Hey, on prefect 2 cloud I randomly encounter "inte...
# prefect-community
a
Hey, on prefect 2 cloud I randomly encounter "internal server error"s when the agent wants to communicate with the server (exception see in thread). I have a flow which spawns up to 50 Tasks (the tasks are all done within seconds). I run the flow currently every 5 minutes. Am I running in some sort of api limitation due to too many tasks? Is there something to prevent this internal server error from happening? This error happens approx. every 15th time, all other times, the flow runs just fine.
Copy code
File "/usr/local/lib/python3.9/site-packages/prefect/client.py", line 226, in raise_for_status
    raise PrefectHTTPStatusError.from_httpx_error(exc) from exc.__cause__
prefect.exceptions.PrefectHTTPStatusError: Server error '500 Internal Server Error' for url '<https://api.prefect.cloud/api/accounts/bd169b15-9cf0-41df-9e46-2233ca3fcfba/workspaces/f507fe51-4c9f-400d-8861-ccfaf33b13e4/task_runs/|https://api.prefect.cloud/api/accounts/bd169b15-9cf0-41df-9e46-2233ca3fcfba/workspaces/f507fe51-4c9f-400d-8861-ccfaf33b13e4/task_runs/>'
Response: {'exception_message': 'Internal Server Error'}
Copy code
Encountered exception during execution:
Traceback (most recent call last):
  File "/usr/local/lib/python3.9/site-packages/prefect/engine.py", line 587, in orchestrate_flow_run
    result = await run_sync(flow_call)
  File "/usr/local/lib/python3.9/site-packages/prefect/utilities/asyncutils.py", line 116, in run_sync_in_interruptible_worker_thread
    tg.start_soon(
  File "/usr/local/lib/python3.9/site-packages/anyio/_backends/_asyncio.py", line 662, in __aexit__
    raise exceptions[0]
  File "/usr/local/lib/python3.9/site-packages/anyio/to_thread.py", line 31, in run_sync
    return await get_asynclib().run_sync_in_worker_thread(
  File "/usr/local/lib/python3.9/site-packages/anyio/_backends/_asyncio.py", line 937, in run_sync_in_worker_thread
    return await future
  File "/usr/local/lib/python3.9/site-packages/anyio/_backends/_asyncio.py", line 867, in run
    result = context.run(func, *args)
  File "/usr/local/lib/python3.9/site-packages/prefect/utilities/asyncutils.py", line 96, in capture_worker_thread_and_result
    result = __fn(*args, **kwargs)
  File "teeevents_flow.py", line 203, in save_nonblacklist_leads_to_salesforce
    update_synced_events.submit(bigquery_dataset_name, bigquery_table_name,
  File "/usr/local/lib/python3.9/site-packages/prefect/tasks.py", line 491, in submit
    return enter_task_run_engine(
  File "/usr/local/lib/python3.9/site-packages/prefect/engine.py", line 727, in enter_task_run_engine
    return run_async_from_worker_thread(begin_run)

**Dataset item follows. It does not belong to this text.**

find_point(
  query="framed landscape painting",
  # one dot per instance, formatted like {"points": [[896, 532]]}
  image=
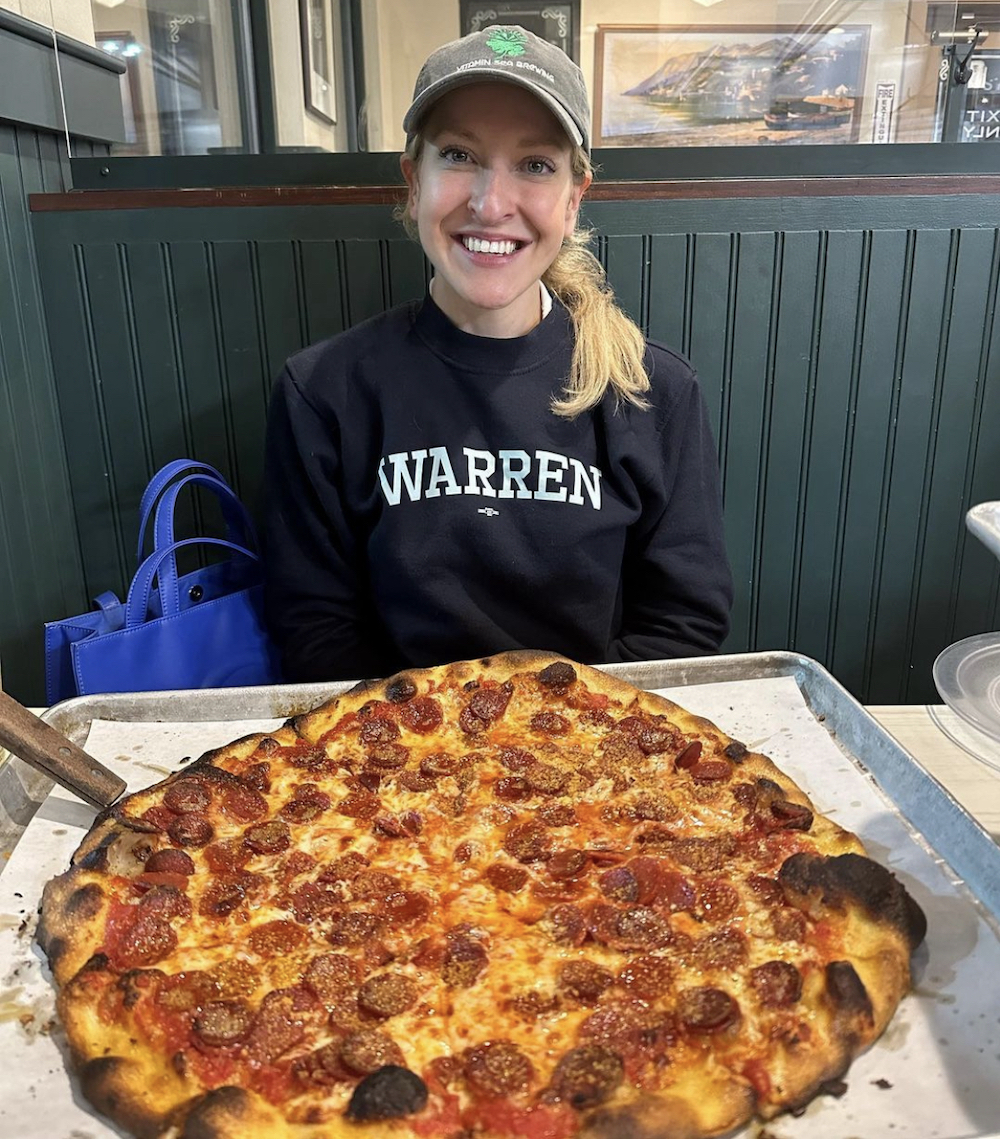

  File "/usr/local/lib/python3.9/site-packages/prefect/utilities/asyncutils.py", line 136, in run_async_from_worker_thread
    return anyio.from_thread.run(call)
  File "/usr/local/lib/python3.9/site-packages/anyio/from_thread.py", line 49, in run
    return asynclib.run_async_from_thread(func, *args)
  File "/usr/local/lib/python3.9/site-packages/anyio/_backends/_asyncio.py", line 970, in run_async_from_thread
    return f.result()
  File "/usr/local/lib/python3.9/concurrent/futures/_base.py", line 446, in result
    return self.__get_result()
  File "/usr/local/lib/python3.9/concurrent/futures/_base.py", line 391, in __get_result
    raise self._exception
  File "/usr/local/lib/python3.9/site-packages/prefect/engine.py", line 837, in create_task_run_then_submit
    task_run = await create_task_run(
  File "/usr/local/lib/python3.9/site-packages/prefect/engine.py", line 877, in create_task_run
    task_run = await flow_run_context.client.create_task_run(
  File "/usr/local/lib/python3.9/site-packages/prefect/client.py", line 1693, in create_task_run
    response = await <http://self._client.post|self._client.post>(
  File "/usr/local/lib/python3.9/site-packages/httpx/_client.py", line 1842, in post
    return await self.request(
  File "/usr/local/lib/python3.9/site-packages/httpx/_client.py", line 1527, in request
    return await self.send(request, auth=auth, follow_redirects=follow_redirects)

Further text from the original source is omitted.